By altering quotations and the circumstances in which they were said, author Janet Malcolm defamed psychoanalyst Jeffrey Masson in a New Yorker magazine article. That was the conclusion reached by a jury this week in a celebrated libel case. The jury's inability to agree on how much Mr. Masson should collect is a side issue to all but the protagonists and their lawyers.
Some quotes attributed to Mr. Masson were not always the words he used, nor were they always uttered at the time or circumstances described in the article. That's bad journalism. That's misleading the reader. That is not, in our view, truthful.
In the jury's eyes, Mr. Masson was damaged by the doctored quotes, even if jurors could not agree on the amount of monetary damage. The New Yorker's readers were damaged, too, though the magazine itself was held not legally responsible.
Most of us learned in grade school that quotation marks are placed around words that a person uttered. The corollary, which many of our teachers innocently thought need not be expressed, is that words inside quotation marks actually were said, just that way. Maybe -- just maybe -- a quotation can be "cleaned up" to remove an ambiguity or perhaps to correct a grammatical or syntax error that serves only to embarrass the person quoted. But that's it, if a writer or editor remains within the limits of ethical journalism.

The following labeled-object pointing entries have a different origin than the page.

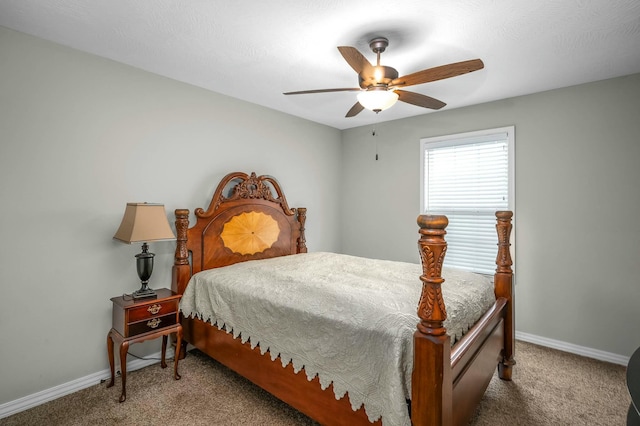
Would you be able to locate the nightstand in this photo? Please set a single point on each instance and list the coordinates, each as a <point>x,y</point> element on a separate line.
<point>135,321</point>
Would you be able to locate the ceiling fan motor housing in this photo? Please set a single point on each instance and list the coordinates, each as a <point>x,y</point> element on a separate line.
<point>382,77</point>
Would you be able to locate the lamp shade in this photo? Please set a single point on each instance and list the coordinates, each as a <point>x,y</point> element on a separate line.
<point>377,100</point>
<point>144,222</point>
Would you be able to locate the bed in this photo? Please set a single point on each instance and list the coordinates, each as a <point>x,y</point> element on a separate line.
<point>250,225</point>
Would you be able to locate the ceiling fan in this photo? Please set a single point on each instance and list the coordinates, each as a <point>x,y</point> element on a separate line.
<point>380,86</point>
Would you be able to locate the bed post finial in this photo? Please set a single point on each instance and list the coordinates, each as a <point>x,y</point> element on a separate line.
<point>503,283</point>
<point>181,267</point>
<point>431,382</point>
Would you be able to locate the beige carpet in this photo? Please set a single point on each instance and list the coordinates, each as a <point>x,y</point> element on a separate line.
<point>549,388</point>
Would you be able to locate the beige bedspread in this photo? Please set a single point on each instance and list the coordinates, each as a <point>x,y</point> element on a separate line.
<point>346,319</point>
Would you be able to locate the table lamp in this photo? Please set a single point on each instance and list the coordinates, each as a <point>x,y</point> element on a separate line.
<point>144,222</point>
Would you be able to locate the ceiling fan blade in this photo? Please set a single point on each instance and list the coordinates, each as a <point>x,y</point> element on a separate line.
<point>438,73</point>
<point>355,110</point>
<point>356,59</point>
<point>419,99</point>
<point>303,92</point>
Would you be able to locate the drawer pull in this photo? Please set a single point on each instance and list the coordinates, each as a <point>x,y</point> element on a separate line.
<point>154,323</point>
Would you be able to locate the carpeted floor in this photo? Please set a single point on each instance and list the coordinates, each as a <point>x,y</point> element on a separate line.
<point>549,387</point>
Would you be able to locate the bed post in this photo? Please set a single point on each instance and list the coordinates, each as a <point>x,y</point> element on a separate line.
<point>503,282</point>
<point>431,381</point>
<point>181,268</point>
<point>302,218</point>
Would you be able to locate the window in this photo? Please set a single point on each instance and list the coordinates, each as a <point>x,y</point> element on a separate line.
<point>468,177</point>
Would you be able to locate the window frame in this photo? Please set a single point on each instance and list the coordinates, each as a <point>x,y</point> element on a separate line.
<point>468,138</point>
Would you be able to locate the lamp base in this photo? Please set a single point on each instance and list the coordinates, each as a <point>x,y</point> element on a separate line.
<point>144,293</point>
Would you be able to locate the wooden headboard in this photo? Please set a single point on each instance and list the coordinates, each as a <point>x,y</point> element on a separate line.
<point>248,218</point>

The New Yorker has long held a special place in U.S. journalism and contemporary literature. Some revered it; serious readers of periodicals greatly respected it. So it is all the more shocking to learn how cavalierly quotations were doctored, by editors as well as writers. Composites are not wholly accurate representations. They are approximations. That is not what a reader expects inside quotation marks, nor is it what the New Yorker's readers expected in articles of factual reporting.
So the real loser in this case is not Ms. Malcolm, it is the magazine -- even if the jury did let it off the hook. Whatever its fate under new leadership, the luster of its golden years is dimmed. Those of us who practice journalism in other publications are losers, too. If the New Yorker did not respect the sacredness of a quote, who does?
We can answer that we don't report or edit that way, but we won't always get the benefit of the doubt that has been implanted in readers by the actions of Ms. Malcolm and the New Yorker.